Talk:Blessed Ludovica Albertoni

Latest comment: 10 years ago by EdJohnston in topic Move?

Move? edit

The following discussion is an archived discussion of a requested move. Please do not modify it. Subsequent comments should be made in a new section on the talk page. Editors desiring to contest the closing decision should consider a move review. No further edits should be made to this section.

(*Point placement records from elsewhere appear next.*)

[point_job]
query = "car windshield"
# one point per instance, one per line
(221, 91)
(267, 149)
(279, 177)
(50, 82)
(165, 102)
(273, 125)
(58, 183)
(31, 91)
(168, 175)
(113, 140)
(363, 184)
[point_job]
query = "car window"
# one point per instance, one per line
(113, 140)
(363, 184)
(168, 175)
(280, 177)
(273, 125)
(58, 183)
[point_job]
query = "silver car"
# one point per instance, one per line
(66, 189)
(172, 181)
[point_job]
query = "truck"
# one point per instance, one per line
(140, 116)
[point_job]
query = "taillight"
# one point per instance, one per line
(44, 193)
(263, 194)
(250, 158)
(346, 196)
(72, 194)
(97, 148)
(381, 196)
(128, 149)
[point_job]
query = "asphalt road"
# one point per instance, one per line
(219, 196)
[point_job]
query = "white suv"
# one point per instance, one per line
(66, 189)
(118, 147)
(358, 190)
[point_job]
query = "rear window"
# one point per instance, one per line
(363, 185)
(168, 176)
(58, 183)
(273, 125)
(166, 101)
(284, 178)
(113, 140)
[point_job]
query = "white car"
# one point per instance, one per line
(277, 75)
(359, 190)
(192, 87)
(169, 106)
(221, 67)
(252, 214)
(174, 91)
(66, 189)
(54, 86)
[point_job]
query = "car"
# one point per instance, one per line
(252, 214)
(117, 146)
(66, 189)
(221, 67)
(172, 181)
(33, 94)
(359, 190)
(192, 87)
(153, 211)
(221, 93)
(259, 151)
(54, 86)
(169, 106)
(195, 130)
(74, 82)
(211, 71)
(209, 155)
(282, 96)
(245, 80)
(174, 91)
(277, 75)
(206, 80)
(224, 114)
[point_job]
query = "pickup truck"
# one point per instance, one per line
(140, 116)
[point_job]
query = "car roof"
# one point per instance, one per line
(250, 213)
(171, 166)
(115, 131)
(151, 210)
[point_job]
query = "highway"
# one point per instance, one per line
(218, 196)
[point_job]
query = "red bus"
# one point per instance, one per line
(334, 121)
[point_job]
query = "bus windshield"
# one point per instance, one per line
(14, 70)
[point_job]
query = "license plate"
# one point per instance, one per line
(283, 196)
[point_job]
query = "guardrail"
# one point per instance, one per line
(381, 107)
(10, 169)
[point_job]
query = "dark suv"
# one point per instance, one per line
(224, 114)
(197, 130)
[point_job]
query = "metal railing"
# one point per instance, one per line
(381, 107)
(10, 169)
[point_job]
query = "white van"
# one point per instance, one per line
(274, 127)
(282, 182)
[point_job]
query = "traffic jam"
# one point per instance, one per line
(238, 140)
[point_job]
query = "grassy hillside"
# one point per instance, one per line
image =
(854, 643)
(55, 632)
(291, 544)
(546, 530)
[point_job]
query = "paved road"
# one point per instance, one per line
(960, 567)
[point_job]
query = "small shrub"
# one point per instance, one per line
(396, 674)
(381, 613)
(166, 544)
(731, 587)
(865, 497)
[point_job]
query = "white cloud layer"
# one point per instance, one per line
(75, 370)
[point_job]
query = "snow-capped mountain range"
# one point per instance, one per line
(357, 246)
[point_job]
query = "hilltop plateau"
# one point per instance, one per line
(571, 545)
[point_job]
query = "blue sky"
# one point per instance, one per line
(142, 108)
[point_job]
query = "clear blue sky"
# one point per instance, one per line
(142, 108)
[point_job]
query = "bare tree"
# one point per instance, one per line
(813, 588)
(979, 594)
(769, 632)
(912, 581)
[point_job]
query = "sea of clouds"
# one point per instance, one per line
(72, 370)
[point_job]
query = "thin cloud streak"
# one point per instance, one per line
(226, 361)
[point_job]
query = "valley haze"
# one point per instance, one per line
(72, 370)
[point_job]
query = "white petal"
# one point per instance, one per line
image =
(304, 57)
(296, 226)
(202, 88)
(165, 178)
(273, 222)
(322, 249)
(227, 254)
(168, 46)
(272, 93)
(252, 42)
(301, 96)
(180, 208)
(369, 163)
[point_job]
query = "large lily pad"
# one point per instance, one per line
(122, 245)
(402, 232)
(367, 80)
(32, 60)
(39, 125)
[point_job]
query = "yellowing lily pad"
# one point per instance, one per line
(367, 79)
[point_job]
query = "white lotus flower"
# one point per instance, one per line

The result of the move request was: Moved per the discussion. EdJohnston (talk) 16:30, 28 August 2013 (UTC)Reply



You're confusing the honorific guidance in WP:NCCL, which applies to article titles of people, with WP:TITLE, which applies to works of art. The specific guidance in WP:TITLE states: "Wikipedia prefers the name that is most commonly used (as determined by its prevalence in reliable English-language sources) as such names will be the most recognizable and the most natural." Most of the major modern works in English present the name of this work of art as Blessed Ludovica Albertoni, including Wittkower (p. 295), Avery (p. 151), Mormando (p. 391), Perlove, Encyclopædia Britannica, Zanelli (p. 62), Morrissey (p. 266), etc. The criteria should be the "most commonly used" title in English publications. And since this is the only article with this title (Beata or Blessed, the disambiguation is unnecessary. Bede735 (talk) 13:10, 20 August 2013 (UTC)Reply
I'm aware that this is a sculpture. as I said it "sounds like" a person was the point, hence the concern. In ictu oculi (talk) 20:59, 27 August 2013 (UTC)Reply
  • Agree and oppose - The most logical thing to do for me is to keep her title in the name of the piece, if that is how that artwork is known, use "Blessed" and add "sculpture", both for greater clarity. Daniel the Monk (talk) 04:23, 19 August 2013 (UTC)Reply
  • Support for now. The nominator has provided evidence for the move, and I don't see evidence that the Italian form is more predominant in English-language sources. --BDD (talk) 21:51, 26 August 2013 (UTC)Reply
  • Support per Bede and BDD. See also 6350 hits on Google Books for "Blessed Ludovica Albertoni" versus only 1740 for the Italian form. Most hits for either title appear to refer to the statue rather than the woman, who can be found just as easily through the hatnote that's already present.--Cúchullain t/c 21:06, 27 August 2013 (UTC)Reply
The above discussion is preserved as an archive of a requested move. Please do not modify it. Subsequent comments should be made in a new section on this talk page or in a move review. No further edits should be made to this section.